LMIs in Control/pages/S Procedure

S-Procedure

## The Optimization Problem

In general procedures, considering following quadratic function $F_{0}(x):\mathbb {R} ^{n}\to \mathbb {R}$ , $F_{i}(x):\mathbb {R} ^{n}\to \mathbb {R}$  where $i=1,...,m$ . The inequality $F_{0}(x)\leq 0$  is satisfied when all $F_{i}(x)\geq 0$ .
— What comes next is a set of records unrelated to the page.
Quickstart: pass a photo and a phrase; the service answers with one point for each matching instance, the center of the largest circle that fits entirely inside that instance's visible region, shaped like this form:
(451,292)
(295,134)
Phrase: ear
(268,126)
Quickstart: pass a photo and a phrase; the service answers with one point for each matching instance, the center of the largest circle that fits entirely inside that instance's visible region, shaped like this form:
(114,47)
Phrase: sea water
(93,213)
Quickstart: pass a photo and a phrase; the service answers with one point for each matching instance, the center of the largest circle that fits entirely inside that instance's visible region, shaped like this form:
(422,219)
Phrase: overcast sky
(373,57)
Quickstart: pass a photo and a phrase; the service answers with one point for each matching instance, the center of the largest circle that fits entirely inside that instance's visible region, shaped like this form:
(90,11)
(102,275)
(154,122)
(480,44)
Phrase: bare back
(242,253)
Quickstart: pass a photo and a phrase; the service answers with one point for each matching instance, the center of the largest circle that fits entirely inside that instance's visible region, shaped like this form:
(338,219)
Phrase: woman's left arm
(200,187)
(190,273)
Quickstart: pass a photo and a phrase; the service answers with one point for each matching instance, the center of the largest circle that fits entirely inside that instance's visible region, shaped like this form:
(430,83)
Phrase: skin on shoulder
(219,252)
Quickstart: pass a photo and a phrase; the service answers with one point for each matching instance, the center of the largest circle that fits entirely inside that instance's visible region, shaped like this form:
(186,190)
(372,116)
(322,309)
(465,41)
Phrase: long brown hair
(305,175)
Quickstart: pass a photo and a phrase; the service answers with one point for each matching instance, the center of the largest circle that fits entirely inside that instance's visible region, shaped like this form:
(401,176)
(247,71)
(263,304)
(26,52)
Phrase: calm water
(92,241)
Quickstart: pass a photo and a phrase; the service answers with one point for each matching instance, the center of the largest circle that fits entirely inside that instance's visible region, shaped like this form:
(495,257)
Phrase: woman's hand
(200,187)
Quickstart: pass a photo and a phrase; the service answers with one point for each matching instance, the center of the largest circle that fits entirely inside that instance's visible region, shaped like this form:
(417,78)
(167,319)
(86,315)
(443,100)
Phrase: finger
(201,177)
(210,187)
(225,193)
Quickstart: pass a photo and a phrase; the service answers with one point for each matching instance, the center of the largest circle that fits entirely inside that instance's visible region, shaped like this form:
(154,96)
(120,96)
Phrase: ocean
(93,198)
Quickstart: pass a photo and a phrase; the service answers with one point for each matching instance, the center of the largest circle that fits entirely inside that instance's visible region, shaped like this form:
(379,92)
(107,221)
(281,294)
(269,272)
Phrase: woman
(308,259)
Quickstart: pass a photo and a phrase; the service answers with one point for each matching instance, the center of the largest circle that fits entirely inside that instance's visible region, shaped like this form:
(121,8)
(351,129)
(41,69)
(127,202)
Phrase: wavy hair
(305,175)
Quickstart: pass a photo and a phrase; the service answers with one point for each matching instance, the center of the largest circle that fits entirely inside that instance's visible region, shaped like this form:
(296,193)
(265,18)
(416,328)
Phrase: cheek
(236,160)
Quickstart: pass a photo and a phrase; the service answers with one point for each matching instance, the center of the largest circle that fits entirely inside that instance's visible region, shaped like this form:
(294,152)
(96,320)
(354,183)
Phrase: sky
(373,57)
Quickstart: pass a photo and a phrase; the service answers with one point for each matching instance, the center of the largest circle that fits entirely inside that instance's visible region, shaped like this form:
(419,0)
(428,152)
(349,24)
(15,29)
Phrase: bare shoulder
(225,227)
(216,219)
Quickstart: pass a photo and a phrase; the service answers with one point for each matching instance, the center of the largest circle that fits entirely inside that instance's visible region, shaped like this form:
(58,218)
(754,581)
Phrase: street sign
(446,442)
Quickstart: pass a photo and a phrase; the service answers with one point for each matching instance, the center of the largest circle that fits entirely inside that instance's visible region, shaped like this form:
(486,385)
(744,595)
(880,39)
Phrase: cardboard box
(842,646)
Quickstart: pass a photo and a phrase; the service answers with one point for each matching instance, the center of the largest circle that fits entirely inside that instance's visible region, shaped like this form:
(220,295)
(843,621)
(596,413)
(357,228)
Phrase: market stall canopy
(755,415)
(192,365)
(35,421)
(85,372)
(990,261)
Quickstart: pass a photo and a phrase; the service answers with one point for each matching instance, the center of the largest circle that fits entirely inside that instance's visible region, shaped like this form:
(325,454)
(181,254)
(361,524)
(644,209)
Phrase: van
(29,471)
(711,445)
{\begin{aligned}F_{0}(x)+\sum _{i=1}^{m}\tau _{i}F_{i}(x)\leq 0\end{aligned}}

Where $x\in \mathbb {R} ^{n}$ , and $\tau _{i}\in \mathbb {R} _{\geq 0}$

This type of procedure is used to help solve problems that were originally NP-hard problems. An example of this is the following inequality: $x^{T}Fx\geq 0:\forall x\geq 0$ . By using the defined problem above, an LMI can be constructed using the S-Procedure:

{\begin{aligned}F-\tau G\succeq 0\end{aligned}}

Where the scalar $\tau \geq 0$ .

## The Data

The data is dependent on the type of problem being solved, and is used more as a tool to solve complex problems that were difficult to solve before.

## The LMI: S-Procedure

There exists a scalar $\tau \geq 0$  where:

{\begin{aligned}F-\tau G\succeq 0\end{aligned}}

## Conclusion:

The results from this LMI will help construct quadratic stability as quadratic stability requires matrix positivity on a subset. Examples of this implementation include creating a controller based on parametric, norm-bounded uncertainties for robust problems.